Enter the company tech blog. Write about solving interesting problems. Because the blog is tech focused, you avoid the issues with the traditional company website. (Of course, don’t write about any trade secrets or unprotected intellectual property, but in my experience a large chunk of the engineering problems solved at any company are scaffolding, not core knowledge.) It also scales, because the content is write once, recruit for years (not forever, because eventually the problems you discuss won’t be interesting). Basically, any argument in favor of content generation for customer acquisition can be applied to content generation for employee acquisition. So, set up that company blog and have your engineers start writing blog posts about interesting work they are doing. Soon, you’ll rank in Google and/or have Hacker News fame (see 42 floors).

Wait, what? You say that most engineers who are competent to write these articles either have no time, no interest, no ability or some combination of all three? I’ve seen many many company tech blogs that start off strong and interesting and then slowly fade away. This is more prevalent since other information dissemination platforms (your twitters, your facebooks, what have you) have proliferated, but for whatever reason, the key to a content generation strategy is to keep at it.

And that is where my idea shines. As a value add service for a recruiter, hire reporters to interview engineers. Have the reporters write the article, with engineer review to make sure it is correct, and have both on the byline (or use ‘as told to’). An interview about an interesting tech problem will probably take about an hour, and you can expect an hour for review, so you still have to carve out two hours from your engineer. If you have a team of ten engineers, and half are willing to be interviewed, that is less than two hours a month for a weekly blog post. Of course, you have to pay the reporter for more than two hours, but reporters are less expensive than engineers. Sure, this is an extra cost, but the article will be published. And the next one will get done. And eventually, the company will have a recruiting site working for you. Hard problems aren’t everything for engineers, but they count for a lot.

I mentioned this business plan to a friend and his feedback was–”seems like a great idea, but couldn’t an intern and a junior marketing person do this”? I think so, so I’d love to see more companies doing this! Hire that intern and that marketing person and start blogging about the hard problems you have faced and solved! However, maybe you outsource your recruiting efforts. If so, ask your recruiter about their content generation strategy.

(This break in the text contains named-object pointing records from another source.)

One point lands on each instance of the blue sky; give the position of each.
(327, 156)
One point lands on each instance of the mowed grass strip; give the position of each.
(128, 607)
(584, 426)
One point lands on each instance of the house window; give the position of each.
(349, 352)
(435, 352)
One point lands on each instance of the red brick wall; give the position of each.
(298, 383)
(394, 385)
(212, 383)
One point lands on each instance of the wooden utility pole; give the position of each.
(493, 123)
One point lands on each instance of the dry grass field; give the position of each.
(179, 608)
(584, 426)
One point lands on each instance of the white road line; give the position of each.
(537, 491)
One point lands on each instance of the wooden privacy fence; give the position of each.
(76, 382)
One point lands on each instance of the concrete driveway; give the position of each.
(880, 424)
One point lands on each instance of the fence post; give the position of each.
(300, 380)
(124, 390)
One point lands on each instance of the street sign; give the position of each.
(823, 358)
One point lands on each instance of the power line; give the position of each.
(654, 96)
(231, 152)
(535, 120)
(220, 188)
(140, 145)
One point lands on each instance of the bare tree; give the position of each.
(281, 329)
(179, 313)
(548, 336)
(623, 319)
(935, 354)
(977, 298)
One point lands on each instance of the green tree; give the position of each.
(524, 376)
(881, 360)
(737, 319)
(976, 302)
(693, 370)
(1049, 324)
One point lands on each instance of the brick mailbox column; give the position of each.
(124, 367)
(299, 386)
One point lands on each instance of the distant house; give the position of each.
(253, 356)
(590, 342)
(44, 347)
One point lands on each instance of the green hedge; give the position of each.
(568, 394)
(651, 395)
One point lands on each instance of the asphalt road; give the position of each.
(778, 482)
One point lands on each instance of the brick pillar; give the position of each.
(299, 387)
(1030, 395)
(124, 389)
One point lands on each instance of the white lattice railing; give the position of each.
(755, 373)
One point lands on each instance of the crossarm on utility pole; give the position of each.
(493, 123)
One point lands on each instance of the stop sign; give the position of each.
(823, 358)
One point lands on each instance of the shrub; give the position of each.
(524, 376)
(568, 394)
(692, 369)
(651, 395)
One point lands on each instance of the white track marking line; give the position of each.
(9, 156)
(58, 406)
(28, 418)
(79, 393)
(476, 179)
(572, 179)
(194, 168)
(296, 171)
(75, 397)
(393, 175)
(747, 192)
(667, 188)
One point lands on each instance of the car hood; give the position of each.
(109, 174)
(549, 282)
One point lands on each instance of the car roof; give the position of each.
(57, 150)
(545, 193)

If you are a recruiter, consider offering this as a value add service. (Eventually you may work yourself out of a job if your only value add is finding people, but good recruiters I’ve talked to offer more than just finding people–they screen them, make sure they are a culture fit, help the candidate through the process, and more.)

Do you know any companies or recruiters that are doing this? Do I have a fatal flaw in my idea? Let me know.